In this study potassium found to be poor performer for five of the nine months analysis in level 1 and three of the nine months analysis in level 2 cause of which found to be inaccuracy on most occasions along with imprecision. On root cause analysis fluctuations in the electrolyte qality control results more specifically for potassium repeatedly found to be due to contamination or deterioration of the reference electrode. So we rectified the issue by changing the reference fluid and performing electrode maintenance more often. Similar studies done by Aggarwal K et al13 found six sigma score to be lowest for potassium. So stringent monitoring of electrolyte reporting in laboratory is very vital for patient’s being monitored for electrolyte disturbances for which six sigma assessment plays a vital role.
As a practice, for parameters showing lower sigma values, root cause analysis is done and corrective action taken to reduce the occurrence of defects in measurement in future.

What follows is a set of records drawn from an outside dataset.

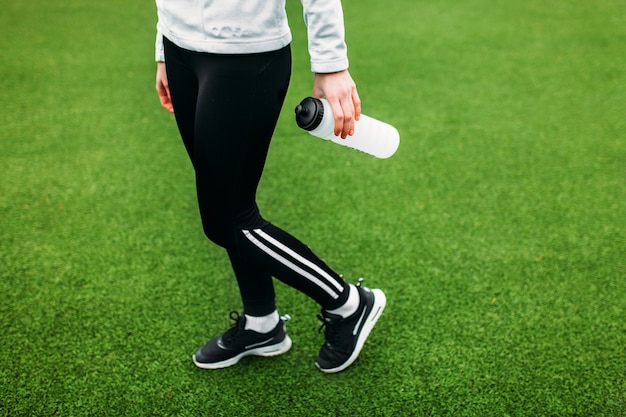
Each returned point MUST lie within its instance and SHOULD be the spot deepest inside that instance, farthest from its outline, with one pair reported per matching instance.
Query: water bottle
(370, 135)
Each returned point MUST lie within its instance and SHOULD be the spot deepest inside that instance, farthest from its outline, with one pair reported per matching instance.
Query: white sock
(350, 306)
(262, 324)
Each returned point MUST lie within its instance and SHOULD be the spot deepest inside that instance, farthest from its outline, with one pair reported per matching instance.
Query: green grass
(498, 231)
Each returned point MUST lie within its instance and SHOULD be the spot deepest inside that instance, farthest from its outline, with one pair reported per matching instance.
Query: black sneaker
(345, 337)
(227, 349)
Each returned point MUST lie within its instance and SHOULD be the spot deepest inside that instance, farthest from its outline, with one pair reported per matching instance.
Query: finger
(347, 107)
(335, 105)
(357, 104)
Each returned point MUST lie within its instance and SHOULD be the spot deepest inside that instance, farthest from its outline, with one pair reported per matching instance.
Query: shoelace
(235, 329)
(328, 323)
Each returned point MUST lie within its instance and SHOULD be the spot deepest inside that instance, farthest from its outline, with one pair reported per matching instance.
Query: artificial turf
(498, 230)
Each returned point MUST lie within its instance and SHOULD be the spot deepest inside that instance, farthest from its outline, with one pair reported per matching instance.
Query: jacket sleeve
(159, 53)
(326, 35)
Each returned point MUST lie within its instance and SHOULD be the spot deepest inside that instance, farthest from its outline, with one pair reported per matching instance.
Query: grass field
(498, 230)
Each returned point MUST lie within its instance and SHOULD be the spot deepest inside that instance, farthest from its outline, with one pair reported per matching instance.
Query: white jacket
(251, 26)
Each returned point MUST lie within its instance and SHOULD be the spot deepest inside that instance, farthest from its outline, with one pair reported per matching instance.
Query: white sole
(266, 351)
(380, 301)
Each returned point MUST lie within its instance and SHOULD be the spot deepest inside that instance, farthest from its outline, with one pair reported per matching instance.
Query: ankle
(262, 324)
(350, 306)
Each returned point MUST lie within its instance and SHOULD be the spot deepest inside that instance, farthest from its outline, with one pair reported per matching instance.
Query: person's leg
(237, 102)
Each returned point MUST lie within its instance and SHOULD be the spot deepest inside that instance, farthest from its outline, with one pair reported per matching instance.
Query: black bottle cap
(309, 113)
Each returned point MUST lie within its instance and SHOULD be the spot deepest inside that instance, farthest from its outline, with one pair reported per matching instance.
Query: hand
(163, 88)
(340, 91)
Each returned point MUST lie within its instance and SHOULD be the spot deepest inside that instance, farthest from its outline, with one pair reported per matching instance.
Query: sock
(350, 306)
(262, 324)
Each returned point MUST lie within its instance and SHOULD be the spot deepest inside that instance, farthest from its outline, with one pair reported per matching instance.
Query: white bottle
(370, 135)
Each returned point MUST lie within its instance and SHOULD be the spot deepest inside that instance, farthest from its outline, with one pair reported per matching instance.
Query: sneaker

There are certain limitations in the sigma metrics system too because we have observed no issues in the CV % and bias % of potassium in both levels of internal quality control but sigma is showing a lesser value.

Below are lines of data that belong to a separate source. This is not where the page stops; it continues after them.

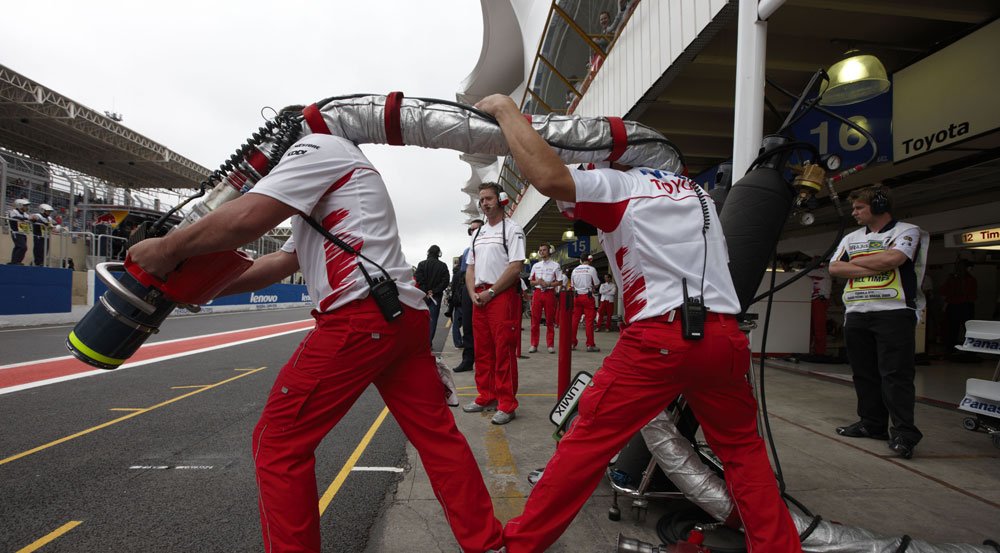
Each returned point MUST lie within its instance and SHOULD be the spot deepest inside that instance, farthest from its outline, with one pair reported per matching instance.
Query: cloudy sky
(194, 76)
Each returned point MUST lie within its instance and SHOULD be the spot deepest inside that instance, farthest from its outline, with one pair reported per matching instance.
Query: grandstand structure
(100, 176)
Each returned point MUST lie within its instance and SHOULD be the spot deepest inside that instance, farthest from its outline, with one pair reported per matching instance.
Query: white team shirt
(584, 279)
(548, 271)
(19, 222)
(486, 250)
(329, 178)
(893, 289)
(608, 290)
(650, 225)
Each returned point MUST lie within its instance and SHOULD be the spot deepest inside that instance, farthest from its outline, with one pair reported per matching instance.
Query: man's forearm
(508, 278)
(882, 261)
(265, 271)
(470, 280)
(228, 227)
(845, 269)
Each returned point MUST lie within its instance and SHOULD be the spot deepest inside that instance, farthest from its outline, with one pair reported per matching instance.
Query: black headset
(880, 202)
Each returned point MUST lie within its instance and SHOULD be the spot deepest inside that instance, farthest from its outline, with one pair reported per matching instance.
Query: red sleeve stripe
(315, 120)
(393, 124)
(619, 138)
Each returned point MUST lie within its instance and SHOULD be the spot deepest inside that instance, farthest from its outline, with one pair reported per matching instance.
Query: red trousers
(345, 352)
(497, 327)
(583, 307)
(543, 300)
(648, 368)
(819, 307)
(604, 312)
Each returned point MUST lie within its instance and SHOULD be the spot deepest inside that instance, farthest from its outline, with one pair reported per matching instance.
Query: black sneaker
(902, 448)
(859, 430)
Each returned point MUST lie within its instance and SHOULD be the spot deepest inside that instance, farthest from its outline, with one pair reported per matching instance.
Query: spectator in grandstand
(42, 224)
(20, 225)
(623, 9)
(455, 303)
(468, 335)
(352, 345)
(607, 292)
(607, 31)
(432, 279)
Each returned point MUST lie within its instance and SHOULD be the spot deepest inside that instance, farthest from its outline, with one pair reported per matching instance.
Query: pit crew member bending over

A systematic approach is needed to reliably detect clinically significant analytic errors that are beyond allowable inherent errors. This justifies the main objective of the sigma metrics analysis; first, to detect the errors that are more than allowed and then to minimize the identified defects.14, 15, 16
Selection of appropriate QC procedures for detecting errors can help to improve test methods. However, it would be a good practice to choose a test method with a six sigma performance to avoid wastage in repeating tests and troubleshooting and to reduce the cost of quality control. Laboratories must also try to control precision through proper training of laboratory technologist, instrument maintenance, etc.17
There is still a wide scope of improvement in the quality of laboratory processes, and there is an utmost need to follow the right strategies for doing so to avoid wastage and delivery of wrong results.18
Conclusion
The concept of implementing six sigma to assess the quality of laboratory reporting in itself is a novel process which is helpful in the healthcare sector for the long term benefit of patient care provided in integrity with clinical and nonclinical departments together. On the basis of sigma metrics and quality goal index, it may be concluded that the clinical biochemistry laboratory taken for this study is able to achieve quality results required as per six sigma methodology and hence six sigma is a useful tool to assess performance of clinical chemistry parameters if implemented for overall improvement of performance of laboratory along with added advantage of validating the efficacy of a newly installed machine. The data collected by us represents month wise performance which is advantageous in the sense corrective action can be implemented for improving performance on the same go while dispatching patient reports with accuracy which may otherwise vary time to time due to lot changes, machine maintenance and alteration of instrument handling technologist. So it can be said that periodic evaluation is must to assess laboratory performance through six sigma.
Declaration of Authors
Conception and design, acquisition of data, or analysis and interpretation of data has been done by the 1st author
Drafting the article and revising it critically for important intellectual content done by the 2nd author
Final scrutiny of the article being done by 1st author as supervised by Prof Dr.Kalyan Goswami for necessary correction.
The final approval of the version to be published has been given by all the authors. Each contributor has participated sufficiently in the work to be allowed to take public responsibility for suitable portions of the content.